Ik definieer sociale cohesie als de manier waarop mensen in een samenleving zich met elkaar verbonden voelen en verbonden zijn (De Kam en Needham 2003) en operationaliseer het door te focussen op ‘sociale contacten, sociale netwerken of sociaal kapitaal’, één van de elementen waaruit sociale cohesie vaak is opgebouwd. Ik heb dit element op haar beurt geoperationaliseerd als 1) contacten (de breedte van sociale cohesie) en 2) wederzijdse hulp (de diepte van sociale cohesie).

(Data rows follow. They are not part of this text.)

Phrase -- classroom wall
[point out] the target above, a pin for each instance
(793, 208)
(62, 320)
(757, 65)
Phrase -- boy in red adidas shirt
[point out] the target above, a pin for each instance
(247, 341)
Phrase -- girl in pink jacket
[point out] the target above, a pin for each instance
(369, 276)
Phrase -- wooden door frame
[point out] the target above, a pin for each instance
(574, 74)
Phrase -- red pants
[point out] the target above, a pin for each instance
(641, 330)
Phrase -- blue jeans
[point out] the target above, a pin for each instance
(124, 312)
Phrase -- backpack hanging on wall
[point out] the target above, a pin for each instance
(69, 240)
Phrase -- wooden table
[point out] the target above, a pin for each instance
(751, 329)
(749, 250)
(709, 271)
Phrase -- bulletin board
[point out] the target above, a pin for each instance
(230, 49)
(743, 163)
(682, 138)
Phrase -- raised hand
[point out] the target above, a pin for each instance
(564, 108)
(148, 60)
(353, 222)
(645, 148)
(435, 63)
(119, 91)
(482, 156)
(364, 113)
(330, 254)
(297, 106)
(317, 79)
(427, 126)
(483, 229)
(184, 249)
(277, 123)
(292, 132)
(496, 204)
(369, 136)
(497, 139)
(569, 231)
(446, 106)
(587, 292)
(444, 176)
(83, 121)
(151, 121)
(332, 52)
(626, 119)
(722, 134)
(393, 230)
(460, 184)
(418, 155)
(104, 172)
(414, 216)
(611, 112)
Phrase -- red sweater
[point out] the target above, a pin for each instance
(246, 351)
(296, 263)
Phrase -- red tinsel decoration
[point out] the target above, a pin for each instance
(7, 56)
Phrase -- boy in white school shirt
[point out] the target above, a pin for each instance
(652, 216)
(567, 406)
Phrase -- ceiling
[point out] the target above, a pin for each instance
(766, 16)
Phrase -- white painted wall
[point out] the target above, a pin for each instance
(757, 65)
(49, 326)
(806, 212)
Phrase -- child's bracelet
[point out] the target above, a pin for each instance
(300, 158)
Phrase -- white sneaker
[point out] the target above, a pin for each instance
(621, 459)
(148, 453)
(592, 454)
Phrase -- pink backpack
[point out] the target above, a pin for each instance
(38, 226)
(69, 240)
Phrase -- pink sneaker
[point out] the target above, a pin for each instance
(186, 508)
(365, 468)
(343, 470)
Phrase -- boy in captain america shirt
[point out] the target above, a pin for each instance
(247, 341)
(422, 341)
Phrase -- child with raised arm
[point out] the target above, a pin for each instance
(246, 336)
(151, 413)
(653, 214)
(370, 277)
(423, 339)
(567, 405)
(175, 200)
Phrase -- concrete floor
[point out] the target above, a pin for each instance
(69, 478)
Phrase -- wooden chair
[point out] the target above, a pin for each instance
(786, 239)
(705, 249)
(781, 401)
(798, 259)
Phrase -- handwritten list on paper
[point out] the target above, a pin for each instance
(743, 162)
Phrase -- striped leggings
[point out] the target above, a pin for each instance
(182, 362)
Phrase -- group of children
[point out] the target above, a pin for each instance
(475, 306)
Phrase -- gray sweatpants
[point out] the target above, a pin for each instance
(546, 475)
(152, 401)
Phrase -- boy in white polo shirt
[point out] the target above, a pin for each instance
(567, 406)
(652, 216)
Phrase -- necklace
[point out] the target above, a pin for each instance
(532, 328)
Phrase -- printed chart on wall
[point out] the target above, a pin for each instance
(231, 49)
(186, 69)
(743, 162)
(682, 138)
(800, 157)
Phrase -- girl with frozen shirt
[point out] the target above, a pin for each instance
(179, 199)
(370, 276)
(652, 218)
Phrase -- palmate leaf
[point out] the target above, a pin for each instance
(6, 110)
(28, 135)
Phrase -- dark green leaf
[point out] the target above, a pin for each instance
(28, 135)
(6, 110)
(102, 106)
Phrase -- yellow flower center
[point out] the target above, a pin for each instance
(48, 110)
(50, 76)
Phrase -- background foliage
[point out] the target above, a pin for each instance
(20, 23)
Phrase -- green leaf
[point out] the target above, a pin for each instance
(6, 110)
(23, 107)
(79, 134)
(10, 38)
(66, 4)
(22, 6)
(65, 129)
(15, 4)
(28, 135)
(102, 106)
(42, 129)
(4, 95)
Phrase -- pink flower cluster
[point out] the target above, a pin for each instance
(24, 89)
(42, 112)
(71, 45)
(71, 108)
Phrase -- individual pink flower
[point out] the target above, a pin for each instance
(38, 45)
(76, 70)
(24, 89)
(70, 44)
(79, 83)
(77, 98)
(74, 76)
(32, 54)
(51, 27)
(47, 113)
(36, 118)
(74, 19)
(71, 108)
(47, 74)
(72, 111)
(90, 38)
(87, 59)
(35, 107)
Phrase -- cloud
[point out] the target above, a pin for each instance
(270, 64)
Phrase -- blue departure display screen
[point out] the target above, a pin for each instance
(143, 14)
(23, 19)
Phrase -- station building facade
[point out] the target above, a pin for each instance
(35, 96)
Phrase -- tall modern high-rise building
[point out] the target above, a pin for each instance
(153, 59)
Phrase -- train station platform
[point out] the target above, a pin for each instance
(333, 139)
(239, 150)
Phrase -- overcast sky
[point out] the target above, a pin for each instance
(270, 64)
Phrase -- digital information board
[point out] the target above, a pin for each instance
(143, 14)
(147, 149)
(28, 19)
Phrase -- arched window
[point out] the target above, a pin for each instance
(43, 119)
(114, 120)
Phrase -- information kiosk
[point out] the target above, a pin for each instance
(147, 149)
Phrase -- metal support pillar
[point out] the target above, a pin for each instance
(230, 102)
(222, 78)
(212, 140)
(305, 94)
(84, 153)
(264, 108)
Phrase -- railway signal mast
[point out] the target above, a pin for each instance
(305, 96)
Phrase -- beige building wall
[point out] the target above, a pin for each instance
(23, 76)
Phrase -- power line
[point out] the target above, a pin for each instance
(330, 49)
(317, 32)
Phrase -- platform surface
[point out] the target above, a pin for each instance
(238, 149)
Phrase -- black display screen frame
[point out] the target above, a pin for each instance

Ik heb gebruik gemaakt van case studies; gedurende een periode van twee jaar heb ik vier Nederlandse buurttuinen bestudeerd, later aangevuld met drie andere buurttuinen. Omdat practices bestaan uit dat wat mensen zeggen en doen, kunnen ze het beste worden onderzocht door enerzijds de activiteiten en anderzijds de betekenis van die activiteiten te bestuderen. Ik heb gebruik gemaakt van participerende observaties om de activiteiten te onderzoeken. Ik heb interviews, enquêtes en een documentstudie (e-mails, nieuwsbrieven) gebruikt voor het bestuderen van de betekenis van die activiteiten.